Now that deer season is in full swing, I have just one thing to say to all the hunters out there: IF YOU SEE A DOE WEARING A PINK NECKLACE, DON’T SHOOT! Please oh please.
I learned about this doe while working at the election office last month. A voter who came to my station leaned over the counter just a little bit. “You’re the lady who writes for the paper, aren’t you?” she asked. When I told her I was one of several who fit that description, she smiled. “I have a story you might want to hear,” she whispered. “It’s about a deer I raised up from the time she was one week old.”
Because the line of voters was growing longer, I wrote down the woman’s name—for the purposes of this column, I’ll call her “Mary”—and phone number and promised to call when I had time to chat. The story she shared with me is a good one and I’m delighted to share it with you.
In Mary’s neck of the woods (also a secret), she has a reputation for rescuing needy animals. When a friend’s Great Pyrenees dog gently deposited a tiny fawn on his front porch in the summer of 2017, the friend asked Mary if she would take it in. “It was a little bitty thing,” she told me, “about the size of a dachshund, and scared to death.” Mary happened to have on hand some powdered goat milk and a nipple she’d once used to feed a newborn goat. She mixed the powder with water and poured it into an empty Michelob bottle. “That baby deer sucked down every drop and drank two more bottles before the day was over,” she said.
Mary named the fawn Whizzer because she ran everywhere she went. “I kept her in a dog crate when she was in the house because she was so rambunctious,” Mary said. “When she got too big for the crate, she became an outside-all-the-time deer.”
Whizzer is afraid of Mary’s cows and goats, so she spends most of her time in the woods.
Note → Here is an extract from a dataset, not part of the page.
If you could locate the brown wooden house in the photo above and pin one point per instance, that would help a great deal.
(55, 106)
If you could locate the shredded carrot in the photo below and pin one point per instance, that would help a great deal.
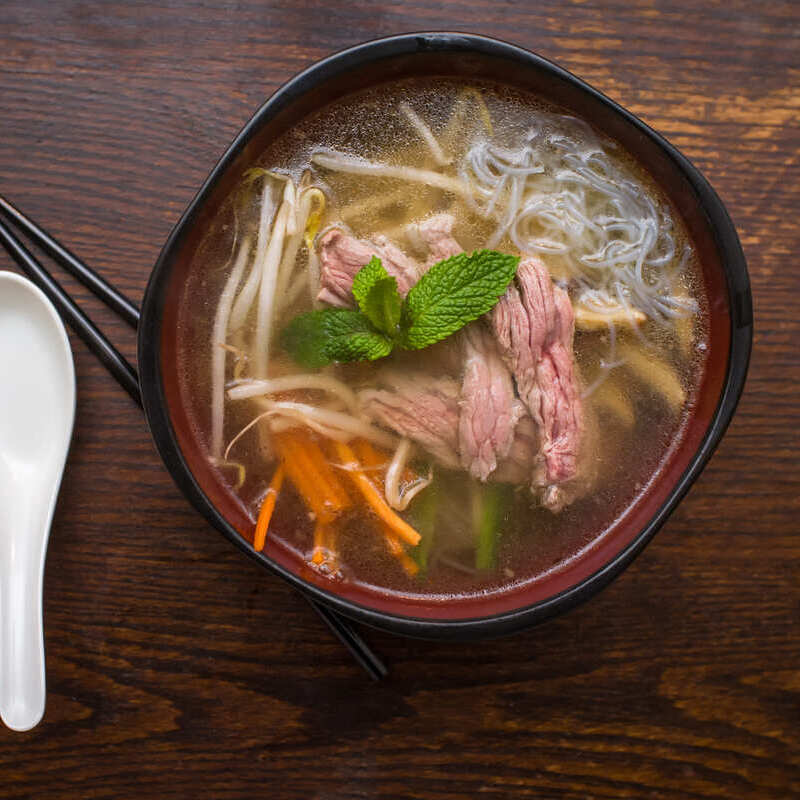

But when Mary steps into the yard with apple slices or cracked corn and calls her, Whizzer usually comes running. “She lets me pet her and even kiss her on the muzzle,” Mary told me. “She won’t let anybody else do that.”
With hunting season approaching, Mary feared what might happen to Whizzer, so she bought some high-visibility pink plastic ribbon—the kind tied to items sticking out of the bed of a pick-up truck—and made Whizzer some braided necklaces. “I used thin plastic so she won’t choke if she gets caught on something,” Mary explained. “It just tears away.” Thus far, Whizzer has been through four necklaces.